Tutte le società moderne sono sistemi produttori di merci, indipendentemente dal fatto che siano regolati dallo Stato (socialismo di Stato, keynesismo) oppure da una forma di mercato più sfrenato (capitalismo di concorrenza neoliberista); il loro sistema di riferimento comune è il mercato mondiale. Il mercato universale, però, non esiste di per sé, ma è la sfera funzionale di un fine in sé irrazionale, che consiste nel far diventare il valore un valore maggiore attraverso il far diventare il denaro più denaro (valorizzazione del capitale o accumulazione del capitale).

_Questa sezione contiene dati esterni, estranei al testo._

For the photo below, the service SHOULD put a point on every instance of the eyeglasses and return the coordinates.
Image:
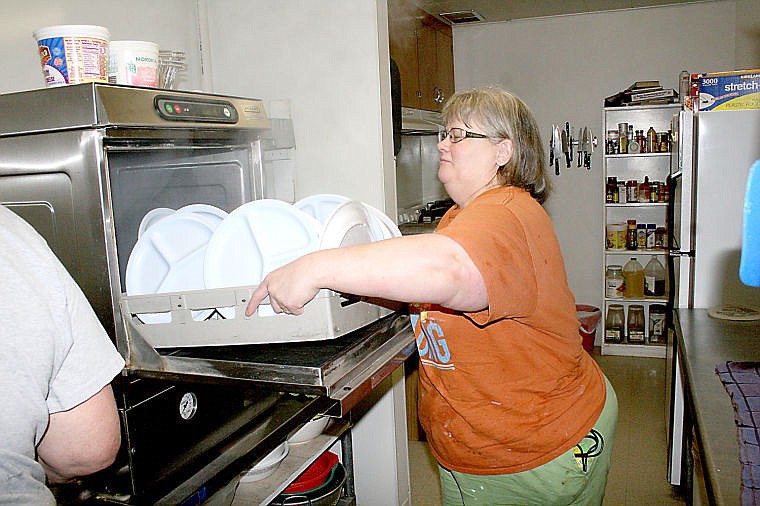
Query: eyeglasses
(458, 135)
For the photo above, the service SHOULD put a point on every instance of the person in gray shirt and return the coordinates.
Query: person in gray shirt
(59, 418)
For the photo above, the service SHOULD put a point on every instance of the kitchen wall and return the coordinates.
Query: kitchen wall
(564, 66)
(336, 76)
(327, 64)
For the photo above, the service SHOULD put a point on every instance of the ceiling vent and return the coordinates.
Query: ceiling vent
(459, 17)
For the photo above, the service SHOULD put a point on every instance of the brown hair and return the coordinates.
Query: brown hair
(501, 115)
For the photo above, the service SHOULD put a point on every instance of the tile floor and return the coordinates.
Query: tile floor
(639, 465)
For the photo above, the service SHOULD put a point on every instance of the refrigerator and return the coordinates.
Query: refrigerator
(712, 154)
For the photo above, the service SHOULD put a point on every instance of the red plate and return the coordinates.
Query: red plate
(314, 475)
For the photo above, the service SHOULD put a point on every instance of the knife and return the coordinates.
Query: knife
(551, 147)
(557, 148)
(565, 148)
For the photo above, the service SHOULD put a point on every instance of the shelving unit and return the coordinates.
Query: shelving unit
(635, 166)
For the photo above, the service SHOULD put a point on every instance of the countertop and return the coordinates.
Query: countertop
(704, 342)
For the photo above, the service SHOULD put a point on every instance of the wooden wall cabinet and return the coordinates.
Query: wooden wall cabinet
(422, 47)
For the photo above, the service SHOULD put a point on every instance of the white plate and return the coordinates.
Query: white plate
(152, 217)
(348, 225)
(257, 238)
(205, 211)
(382, 226)
(168, 258)
(320, 206)
(268, 465)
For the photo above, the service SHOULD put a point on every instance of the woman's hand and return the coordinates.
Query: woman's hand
(289, 288)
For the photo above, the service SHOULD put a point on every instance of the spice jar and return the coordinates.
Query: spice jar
(612, 144)
(633, 274)
(644, 190)
(657, 329)
(611, 193)
(631, 191)
(613, 324)
(636, 324)
(613, 280)
(631, 238)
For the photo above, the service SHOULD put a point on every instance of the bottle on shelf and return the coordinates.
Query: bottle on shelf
(636, 331)
(611, 196)
(631, 191)
(657, 329)
(644, 190)
(614, 282)
(654, 278)
(633, 279)
(631, 239)
(641, 236)
(651, 228)
(652, 146)
(614, 328)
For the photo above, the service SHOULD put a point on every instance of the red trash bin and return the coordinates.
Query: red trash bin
(589, 317)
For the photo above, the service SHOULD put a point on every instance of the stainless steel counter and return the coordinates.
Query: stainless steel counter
(704, 342)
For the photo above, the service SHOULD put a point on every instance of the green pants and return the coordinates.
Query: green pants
(578, 476)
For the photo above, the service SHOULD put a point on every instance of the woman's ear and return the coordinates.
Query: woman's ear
(504, 153)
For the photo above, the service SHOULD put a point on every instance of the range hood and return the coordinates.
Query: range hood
(417, 121)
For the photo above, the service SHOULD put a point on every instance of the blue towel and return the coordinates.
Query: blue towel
(749, 268)
(742, 382)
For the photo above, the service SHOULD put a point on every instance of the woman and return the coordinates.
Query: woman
(514, 410)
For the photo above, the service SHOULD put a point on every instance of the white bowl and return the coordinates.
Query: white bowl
(312, 429)
(268, 465)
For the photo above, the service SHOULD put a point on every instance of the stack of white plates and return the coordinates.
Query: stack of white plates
(201, 246)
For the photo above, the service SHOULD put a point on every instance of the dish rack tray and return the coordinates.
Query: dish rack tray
(329, 315)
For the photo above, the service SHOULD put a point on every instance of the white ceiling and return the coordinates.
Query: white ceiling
(505, 10)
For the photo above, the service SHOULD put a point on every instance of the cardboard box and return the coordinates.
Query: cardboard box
(725, 91)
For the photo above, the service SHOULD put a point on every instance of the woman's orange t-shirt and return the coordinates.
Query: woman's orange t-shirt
(508, 388)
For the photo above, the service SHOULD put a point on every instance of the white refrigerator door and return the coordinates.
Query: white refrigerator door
(727, 145)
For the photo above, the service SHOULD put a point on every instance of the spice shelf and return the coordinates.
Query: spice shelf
(634, 169)
(640, 155)
(639, 204)
(635, 350)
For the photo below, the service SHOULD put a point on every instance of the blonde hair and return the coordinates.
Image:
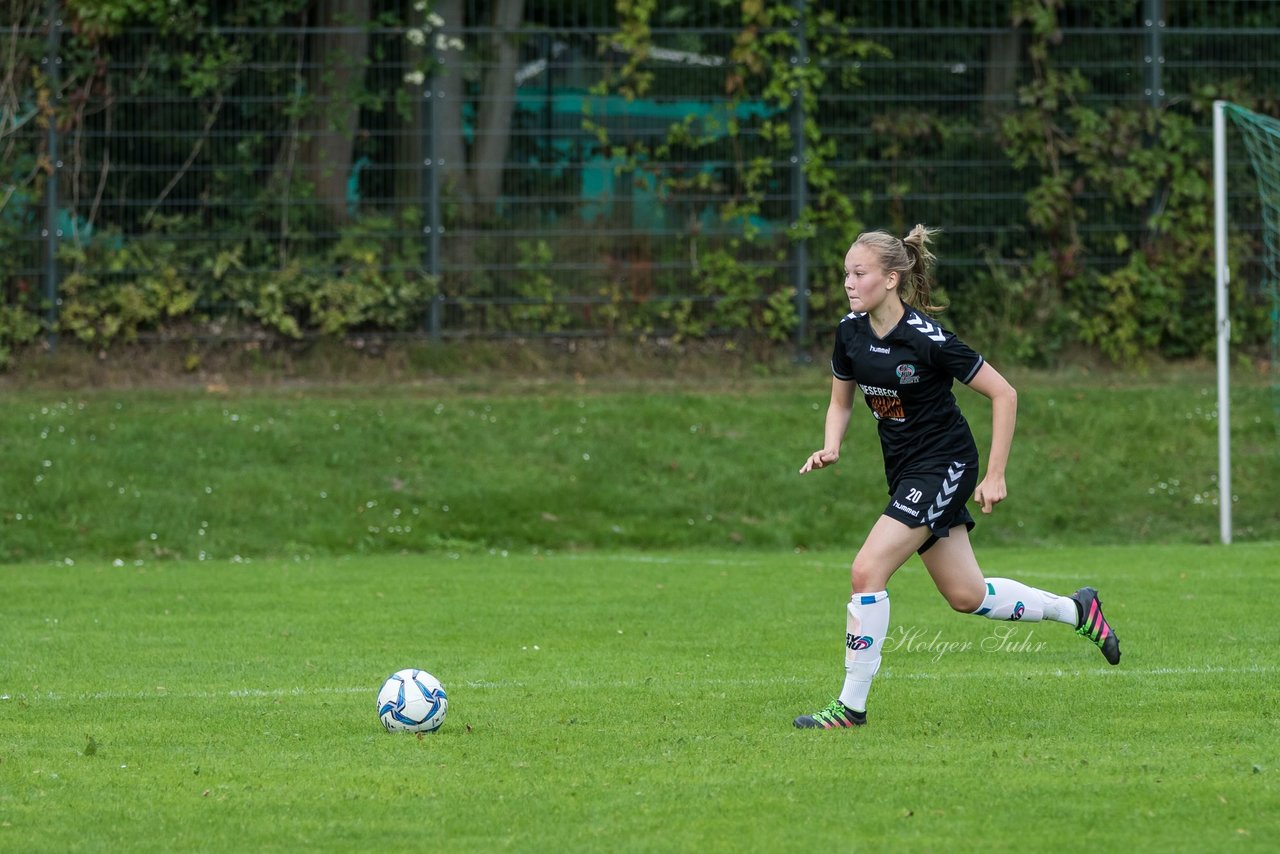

E' solo attraverso questo fine in sé, che sta alla base, soggiacente, che il mercato è diventato universale; mentre nella società pre-moderna la produzione di merci aveva solamente carattere marginale e la vita si riproduceva, per lo più, sotto altre forme. Karl Marx aveva colto questa differenza con due semplici formule della relazione fra la merce (M) ed il denaro (D). La relazione, nella società agraria - nei pori della quale la merce era una semplice forma di nicchia - funzionava secondo la formula M-D-M. Il denaro qui si limitava al ruolo di mediazione, e gli oggetti in forma di merce si trovavano al principio ed alla fine della transazione. Nella modernità, la relazione si inverte, e funziona secondo la formula D-M-D'. Gli oggetti concreti sono solo il "mezzo" per la valorizzazione del capitale-denaro, ossia, per la trasformazione del valore (D) in più valore (D'). Questo significa che la soddisfazione delle necessità viene ridotta ad un semplice sottoprodotto della valorizzazione e diventa dipendente da questa. La produzione si slega dai lacci sociali della vita, come "economia imprenditoriale", e si autonomizza come processo sistemico anonimo nei confronti degli esseri umani, che smettono di avere qualsiasi controllo sulla riproduzione della loro propria vita.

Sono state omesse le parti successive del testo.